Surgery · Trauma and Emergency Surgery (ATLS, Burns, Abdominal Trauma, Head Injury)

A 25-year-old male arrives after a high-speed motor vehicle accident. His GCS is 9, BP is 80/60 mmHg, HR 130 bpm, RR 28/min, and SpO2 88% on room air. During primary survey, breath sounds are absent on the right, trachea is deviated to the left, and neck veins are distended. What is the immediate life-saving intervention?

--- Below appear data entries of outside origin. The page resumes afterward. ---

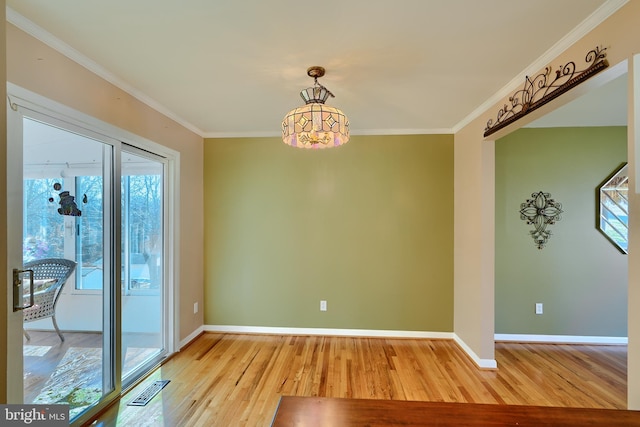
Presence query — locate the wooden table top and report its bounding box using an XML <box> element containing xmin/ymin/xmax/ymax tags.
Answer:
<box><xmin>272</xmin><ymin>396</ymin><xmax>640</xmax><ymax>427</ymax></box>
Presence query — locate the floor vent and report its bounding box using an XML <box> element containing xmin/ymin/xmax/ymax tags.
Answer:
<box><xmin>128</xmin><ymin>380</ymin><xmax>170</xmax><ymax>406</ymax></box>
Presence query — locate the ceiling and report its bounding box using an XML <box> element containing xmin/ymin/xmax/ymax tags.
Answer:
<box><xmin>6</xmin><ymin>0</ymin><xmax>626</xmax><ymax>137</ymax></box>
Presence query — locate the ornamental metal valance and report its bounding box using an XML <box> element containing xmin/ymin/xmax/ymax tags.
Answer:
<box><xmin>484</xmin><ymin>47</ymin><xmax>609</xmax><ymax>137</ymax></box>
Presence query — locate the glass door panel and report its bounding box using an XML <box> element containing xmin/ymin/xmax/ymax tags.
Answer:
<box><xmin>22</xmin><ymin>117</ymin><xmax>115</xmax><ymax>419</ymax></box>
<box><xmin>120</xmin><ymin>147</ymin><xmax>167</xmax><ymax>386</ymax></box>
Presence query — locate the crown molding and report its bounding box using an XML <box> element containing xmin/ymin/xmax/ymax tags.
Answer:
<box><xmin>453</xmin><ymin>0</ymin><xmax>629</xmax><ymax>133</ymax></box>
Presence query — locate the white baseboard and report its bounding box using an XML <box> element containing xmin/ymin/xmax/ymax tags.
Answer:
<box><xmin>453</xmin><ymin>334</ymin><xmax>498</xmax><ymax>369</ymax></box>
<box><xmin>204</xmin><ymin>325</ymin><xmax>498</xmax><ymax>369</ymax></box>
<box><xmin>494</xmin><ymin>334</ymin><xmax>629</xmax><ymax>345</ymax></box>
<box><xmin>204</xmin><ymin>325</ymin><xmax>453</xmax><ymax>340</ymax></box>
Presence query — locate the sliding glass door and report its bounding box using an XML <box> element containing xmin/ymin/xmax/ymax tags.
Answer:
<box><xmin>120</xmin><ymin>146</ymin><xmax>167</xmax><ymax>387</ymax></box>
<box><xmin>22</xmin><ymin>115</ymin><xmax>119</xmax><ymax>419</ymax></box>
<box><xmin>7</xmin><ymin>89</ymin><xmax>175</xmax><ymax>425</ymax></box>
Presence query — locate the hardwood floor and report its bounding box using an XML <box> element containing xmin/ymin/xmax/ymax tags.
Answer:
<box><xmin>87</xmin><ymin>333</ymin><xmax>627</xmax><ymax>427</ymax></box>
<box><xmin>272</xmin><ymin>396</ymin><xmax>640</xmax><ymax>427</ymax></box>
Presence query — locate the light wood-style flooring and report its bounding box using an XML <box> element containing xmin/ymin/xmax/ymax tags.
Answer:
<box><xmin>85</xmin><ymin>333</ymin><xmax>627</xmax><ymax>427</ymax></box>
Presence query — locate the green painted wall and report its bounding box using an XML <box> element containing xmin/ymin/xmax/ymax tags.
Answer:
<box><xmin>495</xmin><ymin>127</ymin><xmax>627</xmax><ymax>337</ymax></box>
<box><xmin>205</xmin><ymin>135</ymin><xmax>453</xmax><ymax>332</ymax></box>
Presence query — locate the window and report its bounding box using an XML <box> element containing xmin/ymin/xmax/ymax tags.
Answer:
<box><xmin>598</xmin><ymin>163</ymin><xmax>629</xmax><ymax>254</ymax></box>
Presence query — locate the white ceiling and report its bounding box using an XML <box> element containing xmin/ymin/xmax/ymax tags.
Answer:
<box><xmin>6</xmin><ymin>0</ymin><xmax>626</xmax><ymax>137</ymax></box>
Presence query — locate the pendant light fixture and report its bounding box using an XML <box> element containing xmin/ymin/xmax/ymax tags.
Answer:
<box><xmin>282</xmin><ymin>66</ymin><xmax>349</xmax><ymax>148</ymax></box>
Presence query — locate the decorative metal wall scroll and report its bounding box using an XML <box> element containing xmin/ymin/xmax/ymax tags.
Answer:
<box><xmin>520</xmin><ymin>191</ymin><xmax>562</xmax><ymax>249</ymax></box>
<box><xmin>484</xmin><ymin>47</ymin><xmax>609</xmax><ymax>136</ymax></box>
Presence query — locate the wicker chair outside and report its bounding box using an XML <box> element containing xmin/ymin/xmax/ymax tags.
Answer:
<box><xmin>22</xmin><ymin>258</ymin><xmax>76</xmax><ymax>341</ymax></box>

  • A Insert a chest drain (tube thoracostomy) in the right 5th intercostal space
  • B Emergency intubation and positive pressure ventilation
  • C Needle decompression of the right pleural space in the 2nd ICS MCL
  • D FAST ultrasound to confirm haemothorax before intervention
Correct answer: C. Needle decompression of the right pleural space in the 2nd ICS MCL

Explanation

The clinical triad of absent breath sounds, tracheal deviation away, and distended neck veins with haemodynamic compromise defines tension pneumothorax — an immediately life-threatening emergency. Immediate treatment is needle decompression at the 2nd intercostal space midclavicular line (or 4th/5th ICS anterior axillary line in ATLS 10th edition update) to convert to simple pneumothorax, followed by chest drain insertion. Waiting for imaging or inserting a chest drain as the first step wastes critical time.

Reference: Bailey & Love's Short Practice of Surgery, 27th ed.